O mapa astral, ou mapa natal, traz as potências de cada indivíduo para o desenvolvimento e realização da vida. “O mapa natal é o espelho do céu que nos viu nascer. As potências podem revelar pontos que, ao longo da vida, podem ficar latentes, assim como outros, que têm poder de realização”, explica a astróloga.
A representação do céu no momento exato do nascimento de cada indivíduo permite o cálculo de aspectos entre planetas, casas e signos, o que define a interpretação de como esses pontos refletem na vida.
A leitura e o conhecimento dessas potências, conhecidas ao fazer mapa astral, ajudam a ter consciência do que pode ser explorado, de quem somos e de como nos relacionamos e, assim, é possível entender também as outras pessoas.
Mas o mapa astral tem prazo de validade ou vale para a vida toda?
Mas por que ainda existe a dúvida: o mapa astral é pontual ou é para a vida toda?

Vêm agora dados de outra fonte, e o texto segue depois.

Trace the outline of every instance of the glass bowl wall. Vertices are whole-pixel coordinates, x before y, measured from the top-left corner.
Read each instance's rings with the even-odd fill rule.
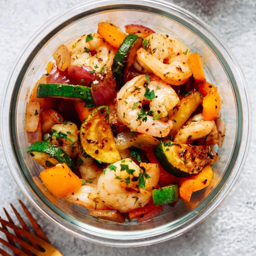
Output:
[[[142,223],[101,221],[89,216],[85,209],[57,200],[39,188],[39,180],[33,177],[38,176],[42,167],[26,153],[29,145],[24,131],[26,104],[36,81],[45,73],[58,46],[96,31],[97,24],[102,21],[121,28],[139,24],[177,38],[202,56],[207,80],[218,87],[222,100],[221,117],[227,130],[222,147],[217,149],[220,157],[213,166],[213,180],[206,189],[195,193],[191,203],[180,200],[174,207],[165,205],[160,215]],[[237,180],[250,138],[245,87],[239,66],[217,37],[185,10],[163,1],[125,0],[115,4],[110,1],[87,1],[48,22],[17,58],[3,99],[1,132],[5,154],[17,184],[30,202],[67,232],[85,240],[116,246],[158,242],[180,234],[202,221]]]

Será que um mapa astral feito na juventude pode ser diferente do mapa astral feito na fase adulta? Fazer um mapa astral vocacional significa ter que refazê-lo anos depois?
Pesquisa do Google Trends revelou que o Brasil é o quarto país do mundo com mais interesse de busca por mapa astral, ficando atrás apenas da Argentina, do Uruguai e do Chile. Mesmo com tanto interesse pelo assunto, ainda, de vez em quando, surge a notícia de que o signo pode mudar e ganha destaque de tempos em tempos, tendo sido noticiado, recentemente, pelo jornal The New York Times.
O periódico apontou que “seu signo estaria desatualizado há dois mil anos”. A afirmação está relacionada à mudança do eixo de rotação dos equinócios, que faz com que o Sol não esteja na mesma constelação de dois mil anos atrás.
“Isso é verdadeiro apenas do ponto de vista astronômico-constelacional. Para a astrologia ocidental, não faz sentido”, aponta o astrólogo, Alexey Dodsworth. A explicação está no fato de que os signos não se baseiam nas constelações, e sim em uma divisão geométrica, de 12 partes iguais, a partir do equinócio de março, que marca o início do zodíaco, pelo signo de Áries.
É como se uma faixa circular fosse projetada a partir da Terra e dividida em doze setores iguais, o que astrologicamente chama-se de signos zodiacais. Signos não são constelações, que são agrupamentos de estrelas irregulares e mutáveis.
“O que acontece é simples: algumas constelações celestes têm nomes iguais aos dos signos da astrologia. Mas quando alguém fala do signo de Câncer, por exemplo, não é a mesma coisa de se referir à constelação do Caranguejo”, explica o astrólogo.
Deste modo, ainda que as constelações tenham mudado de lugar ao longo de dois mil anos, isso não altera a astrologia. Dessa forma, o signo não muda porque a astrologia se ancora em pontos fixos da Terra.
Revolução Solar
Diferentemente do mapa natal, que gera conhecimento para diferentes fases da vida, o mapa da revolução solar é temporário, valendo entre um aniversário e outro. A revolução solar revela potências e desafios de uma pessoa para o período de doze meses.
Na astrologia, o aniversário ocorre no céu específico daquele ano e o sol se volta à posição em que se encontrava no dia do nascimento. Com isso, o signo solar não muda, mas mudam as posições de outros astros, alterando o signo ascendente e lunar, por exemplo.